À une galerie de personnages féminins déjà très riches, composée au fil de 20 longs métrages, Almodóvar en ajoute ici un autre, plus vulnérable, plus tragique. L'entrée en matière est d'ailleurs remarquable. Julieta est dans ses boîtes, sur le point de se refaire une nouvelle existence à l'extérieur de Madrid avec un nouveau compagnon de vie. Dans toute la quiétude de sa maturité.

Il se trouve pourtant qu'une rencontre furtive dans la rue viendra tout faire basculer. Quelqu'un vient en effet lui parler de sa fille, disparue mystérieusement de sa vie - elles étaient pourtant très proches - il y a 12 ans. Julieta avait cru s'en être fait une raison, mais non. Cette rencontre vient tout remuer, tout bouleverser, tout remettre en question. Et fait resurgir du passé une histoire à tiroirs, du genre de celles que le cinéaste affectionne tant. Il en maîtrise d'ailleurs tous les rouages.

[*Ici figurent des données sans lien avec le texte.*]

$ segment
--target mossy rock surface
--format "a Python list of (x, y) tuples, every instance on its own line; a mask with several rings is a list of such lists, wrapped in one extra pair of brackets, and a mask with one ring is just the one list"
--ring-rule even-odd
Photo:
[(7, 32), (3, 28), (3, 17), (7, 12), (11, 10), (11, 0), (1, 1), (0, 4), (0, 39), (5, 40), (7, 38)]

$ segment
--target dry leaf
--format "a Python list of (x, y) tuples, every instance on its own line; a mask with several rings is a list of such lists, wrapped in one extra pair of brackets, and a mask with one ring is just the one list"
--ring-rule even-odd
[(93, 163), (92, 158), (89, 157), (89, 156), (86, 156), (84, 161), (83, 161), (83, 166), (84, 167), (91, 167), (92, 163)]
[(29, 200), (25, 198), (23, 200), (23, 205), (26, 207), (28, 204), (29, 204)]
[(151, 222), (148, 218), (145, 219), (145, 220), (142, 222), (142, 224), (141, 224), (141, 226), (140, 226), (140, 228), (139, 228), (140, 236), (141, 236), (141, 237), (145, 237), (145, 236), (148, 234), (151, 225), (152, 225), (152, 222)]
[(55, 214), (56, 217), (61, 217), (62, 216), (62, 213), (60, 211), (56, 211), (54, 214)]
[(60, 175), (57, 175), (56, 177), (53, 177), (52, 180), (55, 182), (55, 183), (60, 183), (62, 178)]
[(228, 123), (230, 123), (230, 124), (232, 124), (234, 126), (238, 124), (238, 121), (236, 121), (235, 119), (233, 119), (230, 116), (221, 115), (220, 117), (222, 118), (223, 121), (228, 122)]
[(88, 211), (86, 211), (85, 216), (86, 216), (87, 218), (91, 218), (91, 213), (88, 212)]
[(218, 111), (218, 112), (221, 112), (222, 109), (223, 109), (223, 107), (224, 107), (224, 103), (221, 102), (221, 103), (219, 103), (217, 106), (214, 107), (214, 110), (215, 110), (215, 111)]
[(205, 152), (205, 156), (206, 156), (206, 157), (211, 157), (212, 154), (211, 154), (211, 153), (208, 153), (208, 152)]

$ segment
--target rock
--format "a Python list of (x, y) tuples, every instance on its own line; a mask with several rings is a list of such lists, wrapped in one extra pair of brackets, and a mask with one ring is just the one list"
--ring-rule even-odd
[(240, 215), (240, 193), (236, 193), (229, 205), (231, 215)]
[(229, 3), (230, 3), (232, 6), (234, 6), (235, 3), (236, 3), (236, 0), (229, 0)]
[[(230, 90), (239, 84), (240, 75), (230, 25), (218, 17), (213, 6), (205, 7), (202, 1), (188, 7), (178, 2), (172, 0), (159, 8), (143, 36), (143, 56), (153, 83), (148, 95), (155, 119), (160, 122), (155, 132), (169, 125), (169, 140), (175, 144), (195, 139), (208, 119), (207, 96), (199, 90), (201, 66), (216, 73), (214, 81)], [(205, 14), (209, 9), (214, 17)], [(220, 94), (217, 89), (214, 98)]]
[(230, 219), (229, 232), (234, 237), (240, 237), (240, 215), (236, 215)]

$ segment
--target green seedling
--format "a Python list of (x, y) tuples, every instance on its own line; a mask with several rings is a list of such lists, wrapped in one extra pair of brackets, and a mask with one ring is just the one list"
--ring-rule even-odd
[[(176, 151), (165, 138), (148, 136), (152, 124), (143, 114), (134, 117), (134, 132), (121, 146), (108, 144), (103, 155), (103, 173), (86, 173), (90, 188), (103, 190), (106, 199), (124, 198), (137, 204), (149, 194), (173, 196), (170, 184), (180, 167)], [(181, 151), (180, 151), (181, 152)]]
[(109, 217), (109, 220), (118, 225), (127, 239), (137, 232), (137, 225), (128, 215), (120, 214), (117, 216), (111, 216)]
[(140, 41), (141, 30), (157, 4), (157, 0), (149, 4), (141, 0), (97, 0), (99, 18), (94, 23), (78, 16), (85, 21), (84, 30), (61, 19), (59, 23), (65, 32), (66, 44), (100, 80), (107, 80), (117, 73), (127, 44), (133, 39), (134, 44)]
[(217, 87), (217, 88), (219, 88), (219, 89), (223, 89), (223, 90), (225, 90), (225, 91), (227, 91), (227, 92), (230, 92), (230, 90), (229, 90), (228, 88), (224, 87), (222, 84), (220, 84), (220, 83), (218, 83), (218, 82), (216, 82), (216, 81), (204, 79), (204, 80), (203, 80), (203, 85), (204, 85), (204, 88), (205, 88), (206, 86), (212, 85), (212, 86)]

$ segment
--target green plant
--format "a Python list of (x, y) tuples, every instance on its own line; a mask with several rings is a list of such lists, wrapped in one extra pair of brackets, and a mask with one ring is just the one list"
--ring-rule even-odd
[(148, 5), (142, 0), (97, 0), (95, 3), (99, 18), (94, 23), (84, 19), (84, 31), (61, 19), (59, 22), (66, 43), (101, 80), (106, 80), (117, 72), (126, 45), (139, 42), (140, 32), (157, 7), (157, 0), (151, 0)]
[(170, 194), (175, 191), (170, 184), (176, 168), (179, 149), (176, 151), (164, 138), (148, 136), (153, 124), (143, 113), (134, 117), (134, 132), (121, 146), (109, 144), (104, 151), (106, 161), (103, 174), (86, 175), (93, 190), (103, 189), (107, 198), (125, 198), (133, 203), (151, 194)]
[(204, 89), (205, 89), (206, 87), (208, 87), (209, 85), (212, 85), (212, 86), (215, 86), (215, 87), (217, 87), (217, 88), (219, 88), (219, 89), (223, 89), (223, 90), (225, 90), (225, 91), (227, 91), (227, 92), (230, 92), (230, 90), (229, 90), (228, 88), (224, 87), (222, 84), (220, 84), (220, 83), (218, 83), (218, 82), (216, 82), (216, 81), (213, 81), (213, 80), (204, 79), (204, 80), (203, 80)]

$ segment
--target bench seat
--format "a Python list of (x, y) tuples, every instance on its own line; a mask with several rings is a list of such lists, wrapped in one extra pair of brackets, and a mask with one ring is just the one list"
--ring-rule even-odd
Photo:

Au coeur du récit se trouve le thème de la culpabilité. Celle qu'imposent parfois sur vous, sans coup férir, les méandres du destin, en marge de toute connotation religieuse ou spirituelle.

Une approche très sobre

Cela dit, ce mélo très assumé est d'une grande sobriété dans la mise en scène. Comme si, cette fois, Almodóvar avait voulu mettre au premier plan les tourments intérieurs des différents personnages, faire écho à leur vraie douleur. De surcroît, le réalisateur de Parle avec elle est magnifiquement servi par les deux actrices qui incarnent Julieta à des âges différents.

Au Festival de Cannes l'an dernier, où le film a été sélectionné en compétition officielle, Almodóvar évoquait en outre son maître, Luis Buñuel, et Cet obscur objet du désir, un autre film où deux actrices incarnaient un même personnage. «Je n'aime pas vieillir artificiellement les actrices, ni les maquiller pour leur donner un visage plus âgé, avait-il alors déclaré. Il y a quelque chose de naturel dans les yeux d'une comédienne plus mûre qui ne s'invente pas. On ne peut pas maquiller un regard.»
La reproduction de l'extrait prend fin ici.